A questo punto (naturalmente) il tutto sfocia in politica e come sempre in Italia l’opinione pubblica (e non solo) si divide. La sinistra è dalla parte di Mattarella, la destra ha qualche perplessità, però rimane sconcertata dalla decisione dei responsabili della scuola. Così, la disputa si trascina mentre 10 aprile non è poi lontano. Che cosa succede allora? La Ikmal Masik chiuderà quel giorno, nessun passo indietro. Quindi, è tutto rientrato nell’alveo di una necessaria serenità?
Nemmeno per sogno. Quando entra in ballo la politica, non si finisce mai di litigare. Ecco allora Matteo Salvini (sempre lui) intervenire a gamba tesa sull’episodio. E’ contrario alla chiusura, ma sposta il problema su un altro binario. Se è questa la situazione delle scuole in alcune parti del Paese, bisognerà trovare una soluzione. Quale? Quella di limitare il numero dei ragazzi islamici che dovranno essere non più del venti per cento negli istituti di ogni ordine e grado. Si ricomincia da capo? Niente affatto, le porte della scuola quel giorno rimarranno sbarrate.
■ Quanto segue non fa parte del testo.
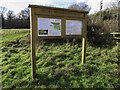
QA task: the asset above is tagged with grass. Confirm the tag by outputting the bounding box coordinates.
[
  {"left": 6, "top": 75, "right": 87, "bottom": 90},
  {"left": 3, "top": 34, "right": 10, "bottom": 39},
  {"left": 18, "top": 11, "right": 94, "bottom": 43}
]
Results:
[{"left": 0, "top": 30, "right": 120, "bottom": 89}]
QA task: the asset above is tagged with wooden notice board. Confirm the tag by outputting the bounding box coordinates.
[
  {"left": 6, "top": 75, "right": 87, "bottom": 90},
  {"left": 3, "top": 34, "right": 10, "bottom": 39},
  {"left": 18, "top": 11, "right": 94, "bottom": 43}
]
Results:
[{"left": 29, "top": 5, "right": 88, "bottom": 79}]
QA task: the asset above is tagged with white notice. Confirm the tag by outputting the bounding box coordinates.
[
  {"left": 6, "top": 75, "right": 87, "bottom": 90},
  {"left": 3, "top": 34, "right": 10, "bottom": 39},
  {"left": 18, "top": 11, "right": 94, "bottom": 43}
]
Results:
[
  {"left": 38, "top": 18, "right": 61, "bottom": 36},
  {"left": 66, "top": 20, "right": 82, "bottom": 35}
]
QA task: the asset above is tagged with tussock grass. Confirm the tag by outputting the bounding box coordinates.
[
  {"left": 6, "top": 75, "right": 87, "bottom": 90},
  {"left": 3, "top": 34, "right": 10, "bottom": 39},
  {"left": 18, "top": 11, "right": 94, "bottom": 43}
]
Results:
[{"left": 0, "top": 30, "right": 120, "bottom": 89}]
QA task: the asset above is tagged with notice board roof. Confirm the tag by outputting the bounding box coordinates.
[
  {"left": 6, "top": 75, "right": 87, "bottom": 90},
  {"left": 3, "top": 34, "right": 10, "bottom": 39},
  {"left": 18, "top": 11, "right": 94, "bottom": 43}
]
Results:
[{"left": 28, "top": 5, "right": 89, "bottom": 14}]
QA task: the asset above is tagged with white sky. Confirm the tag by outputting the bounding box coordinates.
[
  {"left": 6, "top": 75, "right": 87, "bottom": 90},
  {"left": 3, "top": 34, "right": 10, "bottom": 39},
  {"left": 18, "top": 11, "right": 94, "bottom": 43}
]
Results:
[{"left": 0, "top": 0, "right": 120, "bottom": 14}]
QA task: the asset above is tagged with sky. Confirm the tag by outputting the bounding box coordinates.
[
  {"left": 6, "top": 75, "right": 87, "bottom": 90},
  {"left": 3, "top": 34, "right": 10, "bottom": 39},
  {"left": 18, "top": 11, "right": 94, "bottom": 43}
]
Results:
[{"left": 0, "top": 0, "right": 120, "bottom": 14}]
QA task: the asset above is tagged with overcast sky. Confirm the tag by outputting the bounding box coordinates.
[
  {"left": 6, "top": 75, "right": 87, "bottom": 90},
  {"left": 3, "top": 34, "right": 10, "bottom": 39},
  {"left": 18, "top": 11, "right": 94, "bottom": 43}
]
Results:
[{"left": 0, "top": 0, "right": 120, "bottom": 14}]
Però, noi crediamo che la bagarre poteva essere evitata solo se ci si fosse serviti di una maggiore razionalità. Ad esempio: perché non sono stati ascoltati i genitori di quel sessanta per cento di ragazzi che non sono islamici? Per quale ragione si è voluta prendere una decisione così repentina quando invece si doveva usare il buon senso che non avrebbe provocato nessuna reazione?
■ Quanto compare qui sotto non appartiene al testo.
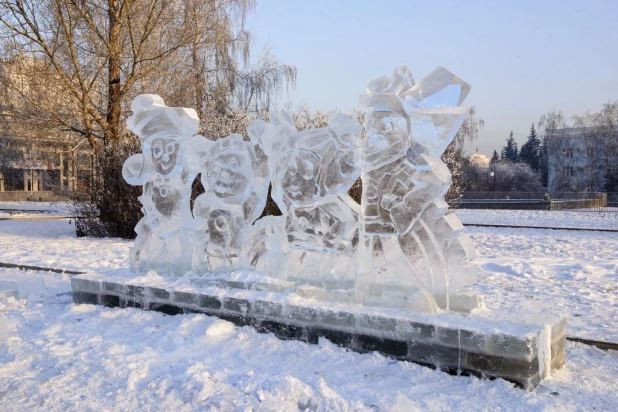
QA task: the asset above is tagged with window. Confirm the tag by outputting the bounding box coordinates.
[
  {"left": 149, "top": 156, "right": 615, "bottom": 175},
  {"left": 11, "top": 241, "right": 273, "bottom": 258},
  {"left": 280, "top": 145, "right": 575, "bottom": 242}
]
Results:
[{"left": 562, "top": 148, "right": 573, "bottom": 159}]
L’integrazione – così decidendo – tarderà ad arrivare. Le dispute e le differenzazioni aumenteranno invece che diminuire. Una dimostrazione? Eccola servita su un piatto d’argento. A Monfalcone, in provincia di Gorizia, un sacerdote ha “prestato” l’oratorio ai musulmani per farli pregare. “Vadano nei loro luoghi sacri” ripete la maggioranza della popolazione”. Con una “unione” che va a farsi benedire. Si cercherà di cambiare strada?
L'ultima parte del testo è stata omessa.